Start by creating workspace object from the existing workspace. A Workspace
is a class that accepts your Azure subscription and resource information. It also creates a cloud resource to monitor and track your model runs. Specifically, Workspace.from_config() reads the file config.json and loads the authentication details into an object named ws.

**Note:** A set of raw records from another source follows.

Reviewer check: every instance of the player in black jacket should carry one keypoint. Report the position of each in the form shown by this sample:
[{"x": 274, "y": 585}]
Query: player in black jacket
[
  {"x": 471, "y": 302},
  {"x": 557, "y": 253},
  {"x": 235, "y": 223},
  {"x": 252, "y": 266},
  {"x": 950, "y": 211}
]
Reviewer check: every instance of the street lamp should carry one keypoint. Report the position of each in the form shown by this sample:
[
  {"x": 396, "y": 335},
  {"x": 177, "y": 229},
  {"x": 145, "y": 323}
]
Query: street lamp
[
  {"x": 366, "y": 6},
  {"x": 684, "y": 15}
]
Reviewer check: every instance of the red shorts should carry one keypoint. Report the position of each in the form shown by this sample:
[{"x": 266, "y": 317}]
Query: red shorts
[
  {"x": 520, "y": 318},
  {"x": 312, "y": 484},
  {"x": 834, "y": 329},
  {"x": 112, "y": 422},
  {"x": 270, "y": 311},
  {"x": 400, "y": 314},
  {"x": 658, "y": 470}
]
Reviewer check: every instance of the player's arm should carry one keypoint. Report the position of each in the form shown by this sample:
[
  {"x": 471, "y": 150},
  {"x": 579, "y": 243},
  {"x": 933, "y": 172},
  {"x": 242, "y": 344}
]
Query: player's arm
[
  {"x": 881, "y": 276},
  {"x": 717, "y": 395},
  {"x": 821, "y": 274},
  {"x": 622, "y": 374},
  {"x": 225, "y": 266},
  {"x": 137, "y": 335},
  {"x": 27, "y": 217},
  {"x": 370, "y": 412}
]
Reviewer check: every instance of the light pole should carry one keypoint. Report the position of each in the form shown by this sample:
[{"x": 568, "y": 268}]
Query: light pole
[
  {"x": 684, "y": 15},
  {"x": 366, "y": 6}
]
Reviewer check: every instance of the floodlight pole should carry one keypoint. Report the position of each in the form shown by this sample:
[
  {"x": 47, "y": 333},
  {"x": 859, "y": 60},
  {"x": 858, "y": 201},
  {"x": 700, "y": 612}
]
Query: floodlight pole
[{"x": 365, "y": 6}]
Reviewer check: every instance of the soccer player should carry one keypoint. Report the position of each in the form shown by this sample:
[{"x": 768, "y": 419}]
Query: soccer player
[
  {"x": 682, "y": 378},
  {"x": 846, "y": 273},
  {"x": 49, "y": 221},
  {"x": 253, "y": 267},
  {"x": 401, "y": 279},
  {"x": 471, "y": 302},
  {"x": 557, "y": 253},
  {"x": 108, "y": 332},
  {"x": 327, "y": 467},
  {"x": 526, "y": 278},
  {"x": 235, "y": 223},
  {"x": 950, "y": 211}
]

ws is used throughout the rest of the code in this tutorial:
from azureml.core.workspace import Workspace
ws = Workspace.from_config()
To start, split the data into training and test sets using the train_test_split function from the sklearn library. This function divides the data into x, the features dataset for model training, and y, the values to predict, which will be used for testing. The test_size parameter determines the percentage of data allocated to testing, while random_state sets a seed for the random generator, ensuring deterministic splits.
from sklearn.model_selection import train_test_split
x_df = dflow_X.to_pandas_dataframe()
y_df = dflow_y.to_pandas_dataframe()
x_train, x_test, y_train, y_test = train_test_split(x_df, y_df, test_size=0.2, random_state=223)
# flatten y_train to 1d array
y_train.values.flatten()
The purpose of this step is to have data points that weren’t used during training to test the model, allowing us to measure its true accuracy.
To automatically train a model, follow these steps:
Submitting the experiment with these default settings will take approximately 10–15 min, but if you want a shorter run time, reduce either iterations or iteration_timeout_minutes. Use your defined training settings as a parameter to an AutoMLConfig object.
Use your defined training settings as a parameter to an AutoMLConfig object. Additionally, specify your training data and the type of model, which is regression in this case:
automl_settings = {
"iteration_timeout_minutes" : 10,
"iterations" : 30,
"primary_metric" : 'spearman_correlation',
"preprocess" : True,
"verbosity" : logging.INFO,
"n_cross_validations": 5
}
from azureml.train.automl import AutoMLConfig
# local compute
automated_ml_config = AutoMLConfig(task = 'regression',
debug_log = 'automated_ml_errors.log',
path = project_folder,
X = x_train.values,
y = y_train.values.flatten(),
**automl_settings)
To start the experiment locally, pass the automated_ml_config object to the experiment and set show_output=True to view live progress:
from azureml.core.experiment import Experiment
experiment = Experiment(ws, experiment_name)
local_run = experiment.submit(automated_ml_config, show_output=True)
As the experiment runs, you will see the model type, run duration, and training accuracy for each iteration. The “BEST” field tracks the best training score based on the chosen metric.
At this point, you can explore the results of the automatic training process using a Jupyter widget or by examining the experiment history. For example, with a Jupyter notebook, you can use this widget to view a graph and a table of results:
from azureml.widgets import RunDetails
RunDetails(local_run).show()
Select the best pipeline from the iterations. Use the get_output
method to retrieve the best run and fitted model:
best_run, fitted_model = local_run.get_output()
print(best_run)
print(fitted_model)
To test the model’s accuracy, use the best model to predict taxi fares from the test dataset. Print the first 10 predicted values:
y_predict = fitted_model.predict(x_test.values)
print(y_predict[:10])
To calculate the root mean squared error (RMSE), compare the predicted values to the actual values (y_test):
from sklearn.metrics import mean_squared_error
from math import sqrt
rmse = sqrt(mean_squared_error(y_test, y_predict))
rmse
The result will indicate how far the predicted taxi fare prices are from the actual values. A lower RMSE suggests a better model. The rmse result is 3.2204936862688798.
The traditional machine learning model development process is resource-intensive and time-consuming. Automated machine learning simplifies this by allowing you to rapidly test multiple models for your scenario.